Appearing at FreedomFest 21, a gathering of 2,700 conservatives and libertarians, Noem said, “nobody knew who I was until liberals began attacking me every night on the national news.” She’s referring to her conservative views on economic and social issues.
Noem benefits from a roaring economy. She says there are fewer than 2,500 South Dakotans on public assistance and 28,000 job openings. The state has no state income tax. Property taxes average 1.22 percent. Annual economic growth is 9.9 percent, among the nation’s best. Houses are inexpensive relative to many other places. With such figures it’s no surprise there’s been a population growth of 8.9 percent since 2010.
We talked shortly after recent shootings in Northwest Washington, D.C., and an outraged Robert J. Contee III, the police chief in Washington, blamed judges for releasing criminals back onto the streets where they often engage in more violent criminal behavior.

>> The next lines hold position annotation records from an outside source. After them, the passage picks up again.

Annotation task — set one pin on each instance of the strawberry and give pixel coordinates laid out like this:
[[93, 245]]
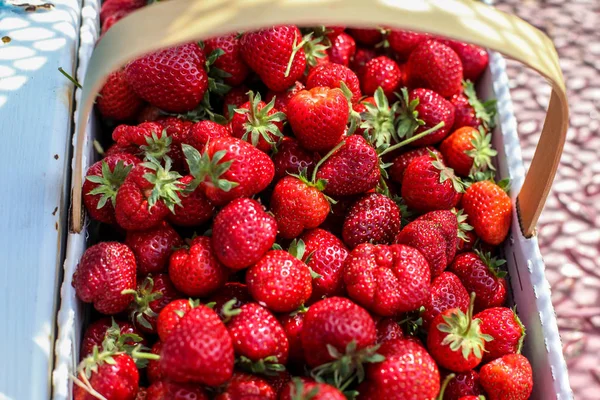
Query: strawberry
[[429, 239], [381, 72], [258, 339], [423, 110], [332, 76], [198, 350], [490, 211], [242, 233], [435, 66], [342, 49], [104, 271], [298, 204], [173, 79], [502, 324], [374, 218], [407, 369], [230, 61], [229, 169], [468, 150], [196, 271], [147, 195], [163, 390], [429, 185], [387, 280], [334, 325], [102, 182], [388, 329], [291, 158], [257, 122], [352, 169], [446, 292], [275, 54], [479, 273], [507, 378], [194, 208], [455, 340], [283, 98], [153, 247], [318, 117], [117, 100], [244, 386], [152, 295], [279, 281], [325, 255]]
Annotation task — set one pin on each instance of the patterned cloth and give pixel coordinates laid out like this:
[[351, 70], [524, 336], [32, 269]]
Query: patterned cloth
[[569, 228]]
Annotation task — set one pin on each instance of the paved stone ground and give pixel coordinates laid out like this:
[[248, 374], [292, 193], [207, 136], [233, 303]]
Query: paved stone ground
[[569, 229]]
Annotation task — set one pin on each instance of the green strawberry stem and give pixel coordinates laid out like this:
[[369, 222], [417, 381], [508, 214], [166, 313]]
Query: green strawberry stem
[[412, 139]]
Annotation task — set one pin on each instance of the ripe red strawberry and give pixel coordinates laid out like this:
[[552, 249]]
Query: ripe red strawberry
[[335, 322], [435, 66], [325, 255], [104, 271], [424, 110], [102, 181], [502, 324], [406, 363], [198, 350], [194, 208], [507, 378], [332, 75], [490, 211], [242, 233], [480, 274], [428, 238], [258, 123], [279, 281], [230, 61], [173, 79], [455, 340], [381, 72], [275, 54], [298, 204], [258, 338], [342, 49], [399, 164], [230, 168], [291, 158], [243, 386], [318, 117], [147, 196], [404, 42], [163, 390], [117, 100], [374, 218], [429, 185], [468, 150], [387, 280], [152, 295], [352, 169], [196, 271], [446, 292], [153, 247]]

Noem believes Republicans can — and should — re-take the law-and-order issue in 2022 and 2024. In an interview, she told me, “What we are seeing … on our streets (are) the consequences of … what’s happening in the Democratic leadership and their lack of support for police officers and those who step up and serve. (It’s) being played out in the violence citizens are having to live with. It’s going to continue if something doesn’t change.”
She says the street violence and looting in major cities is not only the fault of judges and district attorneys, but “also overcrowding in our prison system. There’s less funding for the judicial system so they release individuals instead of putting them through the process of prosecution and sentencing, or through rehab. It’s a problem that hasn’t been addressed for many, many years (and) has gotten worse as the violence has escalated. When there’s no consequence for it, law and order goes away.”

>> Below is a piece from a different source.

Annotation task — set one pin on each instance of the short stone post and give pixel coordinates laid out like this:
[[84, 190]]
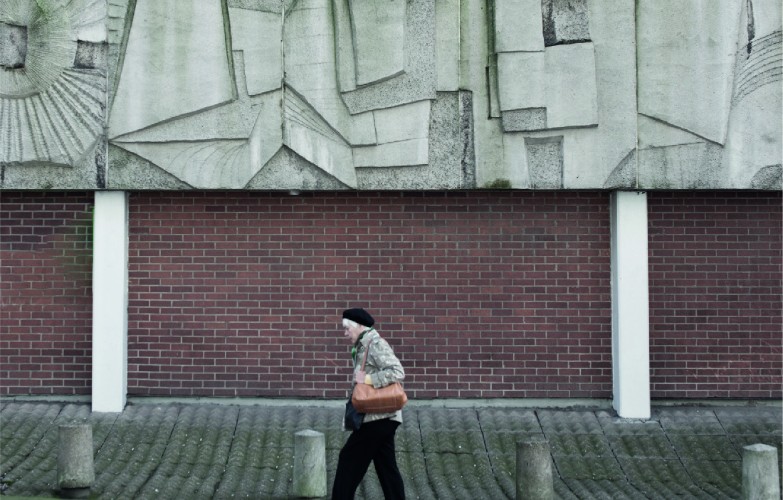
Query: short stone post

Asked about the state of the Republican Party, she responds, “It’s the party that is bringing hope. If you look at what Democrats are embracing — socialism, communism, lack of personal responsibility. Every problem that presents itself they think some bureaucrat in Washington, D.C., would handle it better than a Mom or a Dad, or a cousin or grandparent…
“The Republican Party has a unique opportunity to talk about what we stand for and have always stood for and have proven to be the policies and the values that create opportunities for families and states and businesses. … When you look at some states that have done what we believe in you can see overwhelming prosperity and families healthier and in school getting educated and that’s what the American dream is and what the Republican Party needs to be talking about.”

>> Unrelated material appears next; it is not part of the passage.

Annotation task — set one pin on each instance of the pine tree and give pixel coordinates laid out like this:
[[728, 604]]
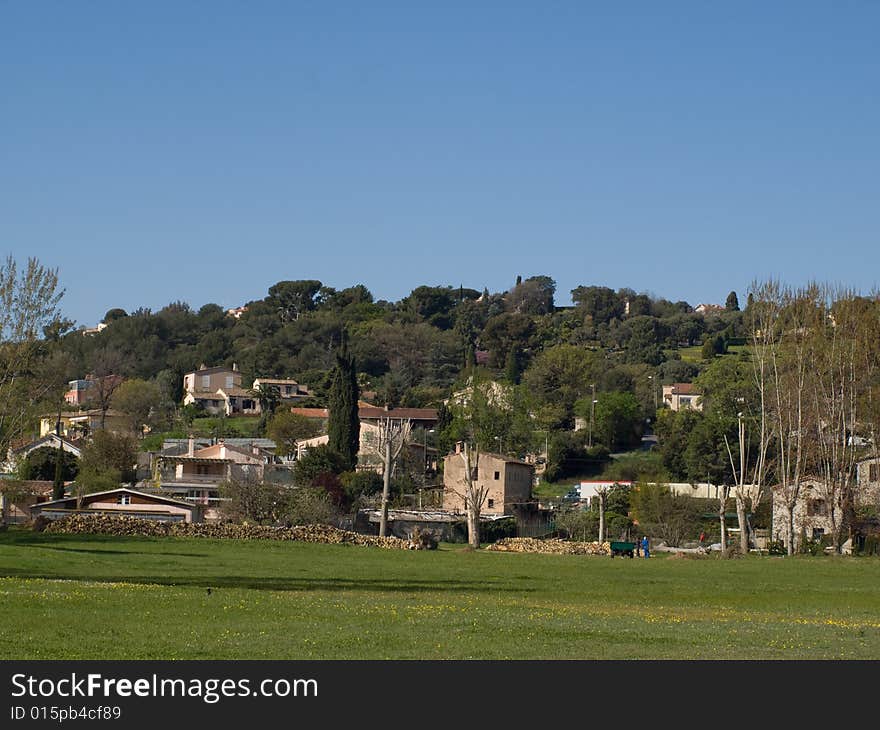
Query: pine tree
[[511, 367], [343, 425]]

Noem believes Donald Trump will run for president again in 2024. “I think (former) President Trump did a great job. … I believe that is something we all (can) — and should — welcome back. The policies of seven or eight months ago were contributing to a booming America. We were creating jobs and addressing challenges confronting us together. I think he’ll run and if he does, I’ll certainly support him.”
She is open about her Christian faith and says it influences many of her policy positions: “What the government has done in the last (several months) is to continue to push secularism.” She thinks that will continue and is “something we will have to fight. We will drive people to us by our optimism. You turn on the news and it’s discouraging. You see the violence played out on the streets. Christians have a unique opportunity to bring hope and light…”
Noem turns 50 later this year and is a first-time grandmother. She also displays qualities for national office Republicans claim to want. Trump and others (including her opponents) should keep an eye on her.